Image source: Getty Images.

What happened

It was a relatively benign week in the oil market, with crude prices closing basically flat from the prior week. That said, not every stock behaved calmly this week, with several moving double digits due to a variety of company-specific catalysts. Leading the way, according to data from S&P Global Market Intelligence, were CARBO Ceramics (NYSE:CRR), Enbridge Energy Partners (NYSE:EEP), and Cheniere Energy (NYSEMKT:LNG).

CRR Price Chart

CRR Price data by YCharts.

So what

Fueling CARBO Ceramics' big surge was its fourth-quarter results. The proppant maker reported $29.1 million in sales for the quarter, which was up 44% from the third quarter, thanks to a 41% jump in ceramic sales volumes. While revenue was still down 49% year over year, it came in $4.5 million ahead of expectations. CARBO's net loss also came in well ahead of the consensus estimate.

Meanwhile, CARBO's CEO Gary Kolstad offered a very promising outlook in the earnings press release. He said that the company is "optimistic that the operating environment for CARBO will continue to improve in 2017. We anticipate both oilfield and industrial technologies to see strong double-digit sales growth year-over-year." That has investors breathing a huge sigh of relief that the company's troubles appear to be in the rearview mirror.

LNG exporter Cheniere Energy also rallied sharply this week on an optimistic outlook. That's after Reuters reported that LNG projects in Australia continue to face big delays, which should benefit both Cheniere Energy and ExxonMobil. Three of Australia's major projects, Prelude, Gorgon, and Ichthys, will not begin exporting until next year, or even later, due to a series of significant delays, which should enable Cheniere Energy's Sabine Pass and ExxonMobil's Papua New Guinea facilities to sell more LNG at higher prices.
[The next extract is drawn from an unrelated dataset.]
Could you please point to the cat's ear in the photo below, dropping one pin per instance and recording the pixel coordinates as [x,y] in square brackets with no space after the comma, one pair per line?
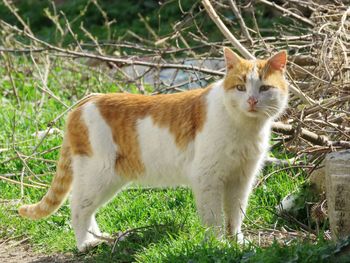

Finally, Enbridge Energy Partners (NYSE:EEP) plunged this week after revealing its guidance for 2017. The company said that distributable cash flow would decline from a range of $860 million to $920 million in 2016 down to a range of $750 million to $800 million this year. Driving the decline is lower commodity prices, which is hurting the company's volumes and price realizations.

Further, the company's parent, Enbridge (NYSE:ENB), announced this week that it would acquire all the publicly held units of Midcoast Energy Partners (NYSE:MEP), which is an MLP controlled by Enbridge Energy Partners. Enbridge also noted that it continues to evaluate its options for Enbridge Energy Partners. These announcements have investors worried that Enbridge Energy Partners will need to cut its distribution significantly to improve its financial situation because Enbridge made it clear that it intends to leave its MLP as a stand-alone entity.

Now what

Because the market is forward looking, it tends to focus more on a company's outlook than its current results. As a result, traders often bid up or sell off companies based on what they think future results might be. However, because the market has a history of overreacting, especially to the downside, investors should use the week's sell-off in Enbridge Energy Partners as an opportunity to take a closer look.